A word on nomenclature; Admiralty Ltd.'s ledger contains a column titled 'Cash Sales'. The values in the 'Cash Sales' column are the amounts invoiced to brokers. As such 'Cash Sales' is synonymous with wholesale price.
The relationship between Admiralty Ltd. and Cruising Yachts is as follows: Admiralty Ltd. and Cruising Yachts were wholly owned by Loren and Lani Hart. Admiralty Ltd. was an import trading company that wholesaled Lord Nelson yachts. Cruising Yachts acted as a broker buying Lord Nelson's from Admiralty Ltd. and then selling them at retail.
Here's an interesting aside, of the 52 tugs listed in the ledger, the 'Cash Sales' sales amount (i.e. the amount invoiced to the broker) equaled the sum of the expenses allocated to each hull in all but 7 cases. For those 7 tugs the 'Cash Sales' sale amount exceeded the allocated expenses by anywhere from $500 to $5,500. Admiralty Ltd.'s allocated expense categories for each hull were: Profit, Interest, Insurance, Line of Credit bank Charge, Design, Freight, Yard, Options & Equipment.

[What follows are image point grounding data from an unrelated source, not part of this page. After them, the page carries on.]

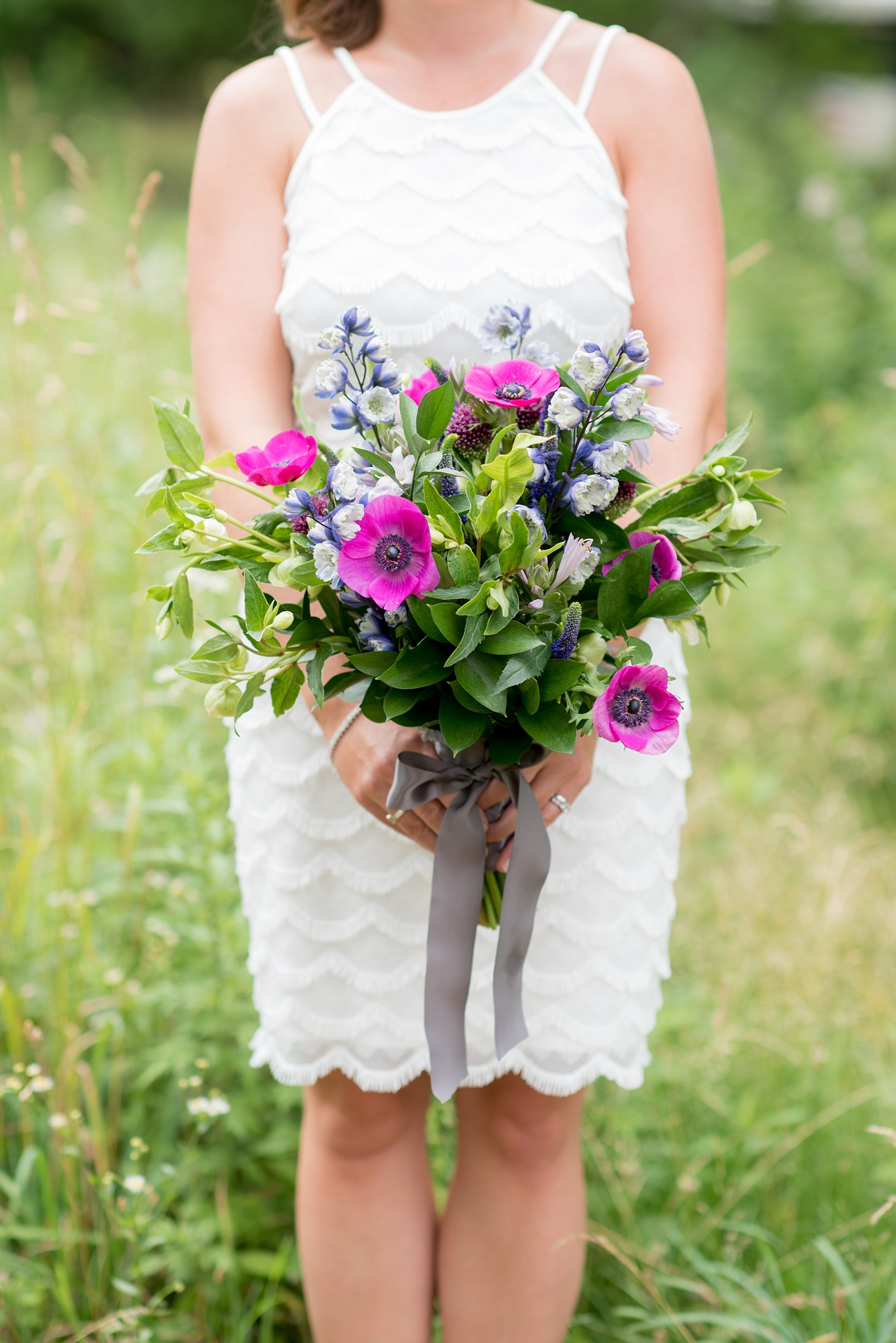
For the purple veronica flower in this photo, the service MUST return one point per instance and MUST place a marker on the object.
(638, 711)
(564, 645)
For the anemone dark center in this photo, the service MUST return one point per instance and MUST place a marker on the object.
(393, 554)
(513, 391)
(632, 708)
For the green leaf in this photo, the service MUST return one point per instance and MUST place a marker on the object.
(373, 703)
(183, 605)
(625, 588)
(459, 726)
(561, 674)
(221, 648)
(463, 566)
(551, 727)
(684, 503)
(315, 672)
(249, 696)
(256, 603)
(204, 671)
(400, 701)
(340, 683)
(513, 639)
(417, 668)
(726, 446)
(164, 540)
(671, 601)
(442, 514)
(285, 688)
(511, 470)
(479, 674)
(622, 431)
(473, 632)
(373, 664)
(425, 617)
(436, 410)
(511, 558)
(508, 743)
(523, 666)
(179, 436)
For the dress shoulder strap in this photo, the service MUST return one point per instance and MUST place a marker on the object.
(552, 38)
(297, 81)
(596, 66)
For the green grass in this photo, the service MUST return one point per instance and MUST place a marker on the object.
(734, 1196)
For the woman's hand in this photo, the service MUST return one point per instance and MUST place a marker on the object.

What does it mean when the ledger lists freight costs of between $6,500 and $11,000 for 22 of the tugs and $0 for 30 tugs? A simple answer is that if Admiralty Ltd. didn't pay the freight costs, then either their in-house brokerage, Cruising Yachts, or their customer did. To do an apples-to-apples comparison on LNVT costs here in the US, 22 of the ledger's 'Cash Sales' prices need to be adjusted to include freight. A freight value can be interpolated from known freight costs from tugs shipped at about the same time and to the same destination. Adding the 'Cash Sales' price to the calculated freight costs will yield a Freight Adjusted Cash Sales Price.